Burroughs B5500 and successors (Was: Happy DEC-20 Day!)
alanp at snowmoose.com
Wed Dec 23 12:26:51 CST 2009
> From: "Jonas Otter" <jonas at otter.se>
> The architecture has so-called display registers, each of which pointed
> to a stack frame for a lexicographical level in the code, i.e. the
> procedure call level. Data is addressed as an address couple consisting
> of a display register number and an offset, stored in a so-called
> Indirect Reference Word (IRW). Data outside of the stack can be
> addressed by means of descriptors. Data in another program's stack is
> addressed by means of Stuffed Indirect Reference Words (SIRW), which
> include a stack number and an offset. The operating system keeps track
> of individual program stacks by means of a tree of pointers to job
> stacks. Also, to keep track of the procedure calling and return linkage,
> Mark Stack Control Words (MSCW) are created whenever a procedure is
> called. The Display Registers point to the MSCWs.
Yes, that all sounds familiar.
Do you recall the sizes?
> All this is designed to support block-structured high level languages, in
> fact all the operating system software is (was) written in various ALGOL
My favorite dialect was NEWP. I particularly liked the UNSAFE directive.

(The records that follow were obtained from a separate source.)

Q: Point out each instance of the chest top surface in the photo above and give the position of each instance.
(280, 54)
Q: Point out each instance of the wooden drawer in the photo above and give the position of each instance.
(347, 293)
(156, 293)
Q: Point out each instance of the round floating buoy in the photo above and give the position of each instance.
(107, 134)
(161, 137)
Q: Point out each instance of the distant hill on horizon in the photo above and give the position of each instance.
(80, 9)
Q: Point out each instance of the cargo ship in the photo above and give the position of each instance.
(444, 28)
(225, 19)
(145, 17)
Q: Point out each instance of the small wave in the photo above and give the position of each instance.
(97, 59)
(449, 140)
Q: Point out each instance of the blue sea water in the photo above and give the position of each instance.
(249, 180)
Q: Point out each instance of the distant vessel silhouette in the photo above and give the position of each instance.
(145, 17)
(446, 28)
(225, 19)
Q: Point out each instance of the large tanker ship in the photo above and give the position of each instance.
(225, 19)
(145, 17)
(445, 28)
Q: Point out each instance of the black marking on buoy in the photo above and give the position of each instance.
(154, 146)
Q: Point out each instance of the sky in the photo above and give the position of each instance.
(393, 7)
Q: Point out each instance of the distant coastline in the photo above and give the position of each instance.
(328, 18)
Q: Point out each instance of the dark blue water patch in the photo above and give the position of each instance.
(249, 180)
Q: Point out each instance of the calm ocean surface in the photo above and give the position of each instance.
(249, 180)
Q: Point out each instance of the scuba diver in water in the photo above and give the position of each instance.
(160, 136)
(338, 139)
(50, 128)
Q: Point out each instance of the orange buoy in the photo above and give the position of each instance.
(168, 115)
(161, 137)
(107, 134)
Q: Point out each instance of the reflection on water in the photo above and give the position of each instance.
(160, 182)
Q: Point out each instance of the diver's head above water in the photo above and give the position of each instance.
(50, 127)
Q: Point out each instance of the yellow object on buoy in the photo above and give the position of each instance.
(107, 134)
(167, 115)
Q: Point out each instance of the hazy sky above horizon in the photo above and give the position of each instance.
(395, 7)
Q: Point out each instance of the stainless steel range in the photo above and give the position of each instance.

I worked for Burroughs from just before the name change to Unisys
(summer '86) to spring '89, my first job out of college. I worked on A
Series, V Series, B1000, BTOS and DOS stuff while I was there. At
school, I used BSD Unix on VAX and DEC-20, so the Burroughs stuff was
really different (from stack machines to two-wire direct, poll/select
terminals) and fun to play with and learn.